A destruição maciça ou a poluição do ambiente poderiam, portanto, ser suficientes para fornecer motivos para a acusação de crimes de guerra. Estes ataques, descritos como ecocídios, já documentam crimes contra a humanidade, como no caso da deportação de crianças, investigada pelo TPI, que conduziu a um mandado de detenção contra o presidente russo, Vladimir Poutine.

O gabinete de Khan prepara um documento de política geral, que ele pretende promulgar em dezembro, que deve estabelecer o quadro jurídico para abranger os crimes ambientais sem ter de acrescentar um quinto crime aos enumerados pelo estatuto de Roma.

“Estamos tentando ver, de forma mais precisa e eficaz, como os crimes ambientais já estão incluídos no Estatuto de Roma”, explicou o procurador.

"O Estatuto de Roma se centra acima de tudo nos crimes contra indivíduos ou objetos protegidos, como igrejas, mesquitas, sinagogas ou patrimônio da Unesco, mas devemos alargar o nosso horizonte durante os conflitos. O meio ambiente é muitas vezes alvo e muitas vezes a luta pelos recursos em detrimento do meio ambiente é um motor de conflitos", sublinha Khan, questionado sobre se os bombardeios massivos na Ucrânia ou em Gaza poderão entrar na definição de crimes ambientais.

“Olhem para o Darfur”, disse o procurador que acaba de voltar da região. “A escassez de água e as secas, (...) também desencadearam animosidade”, em uma área em plena desertificação há mais de 50 anos, alimentada pelo aquecimento global.

“Muitas vezes, o conflito pode assumir a forma de uma oferta comercial para obtenção de terras raras, diamantes, ouro e madeira. Neste contexto, o meio ambiente sofre danos consideráveis”, afirma o magistrado britânico.

Desmatamento no visor

Karim Khan cita ainda “o uso de cianeto” e “mercúrio para extrair” minerais preciosos. “Ecossistemas inteiros são degradados, até mesmo destruídos, rios cheios de vida, plantas selvagens e peixes tornam-se terrenos baldios onde há morte e desespero", lamenta. 

“Esta é a primeira vez na história do Tribunal Penal Internacional que temos um documento de orientação sobre as formas que os crimes ambientais podem assumir, no âmbito do nosso atual mandato”, afirmou.

Sua antecessora, Fatou Bensouda, já tinha anunciado em 2016 que o TPI se concentraria na “devastação ecológica, na exploração ilícita de recursos naturais ou na expropriação ilícita de terras”, um alerta aos empresários e políticos, mas que não foi seguido de efeitos visíveis.

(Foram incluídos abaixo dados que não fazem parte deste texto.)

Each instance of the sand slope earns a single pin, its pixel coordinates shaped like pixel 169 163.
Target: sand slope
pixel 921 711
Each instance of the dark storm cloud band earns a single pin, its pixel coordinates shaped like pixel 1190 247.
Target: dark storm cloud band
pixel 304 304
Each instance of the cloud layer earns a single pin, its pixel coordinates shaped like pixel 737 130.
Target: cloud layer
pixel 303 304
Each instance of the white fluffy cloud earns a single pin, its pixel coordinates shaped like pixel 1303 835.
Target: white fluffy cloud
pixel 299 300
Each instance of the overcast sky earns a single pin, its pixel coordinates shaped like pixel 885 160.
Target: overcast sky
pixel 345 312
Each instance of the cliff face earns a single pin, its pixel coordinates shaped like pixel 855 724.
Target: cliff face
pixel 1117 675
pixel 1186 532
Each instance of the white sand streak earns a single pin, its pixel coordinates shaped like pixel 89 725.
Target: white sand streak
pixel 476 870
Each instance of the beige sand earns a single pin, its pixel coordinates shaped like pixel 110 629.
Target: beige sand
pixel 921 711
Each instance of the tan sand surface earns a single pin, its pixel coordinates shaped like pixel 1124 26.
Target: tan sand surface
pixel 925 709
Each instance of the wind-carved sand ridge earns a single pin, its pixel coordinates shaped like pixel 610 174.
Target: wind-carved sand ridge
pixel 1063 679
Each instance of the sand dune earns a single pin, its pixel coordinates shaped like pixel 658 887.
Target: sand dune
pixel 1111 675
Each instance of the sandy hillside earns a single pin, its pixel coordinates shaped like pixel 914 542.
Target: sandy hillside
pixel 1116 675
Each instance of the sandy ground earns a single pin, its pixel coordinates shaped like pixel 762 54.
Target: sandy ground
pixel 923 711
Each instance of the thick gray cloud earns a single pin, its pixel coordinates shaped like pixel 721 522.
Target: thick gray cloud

“Uma ideia como promessa ou esperança é muito diferente de uma política ponderada”, justificou-se Khan para defender a natureza sem precedentes de sua iniciativa.

Em 2021, pelo menos duas denúncias por “crimes contra a humanidade” foram apresentados no TPI contra o presidente brasileiro Jair Bolsonaro por seu papel no desmatamento da Amazônia. Nenhuma informação vazou desde então.

“Hoje inicia-se um processo de pré-consulta que, na próxima semana, convidará os Estados, as empresas, as partes interessadas e a sociedade civil a dizer o que acham que deve ser incluído neste documento de orientação”, cuja primeira versão deve ser publicada em abril, antes de sua promulgação em dezembro, detalhou Khan.

Ele falou às margens de uma reunião sem precedentes de cerca de 100 de procuradores e juízes de tribunais supremos ou regionais para debater, no Conselho Constitucional de Paris, a inclusão das gerações futuras no desenvolvimento da justiça ambiental.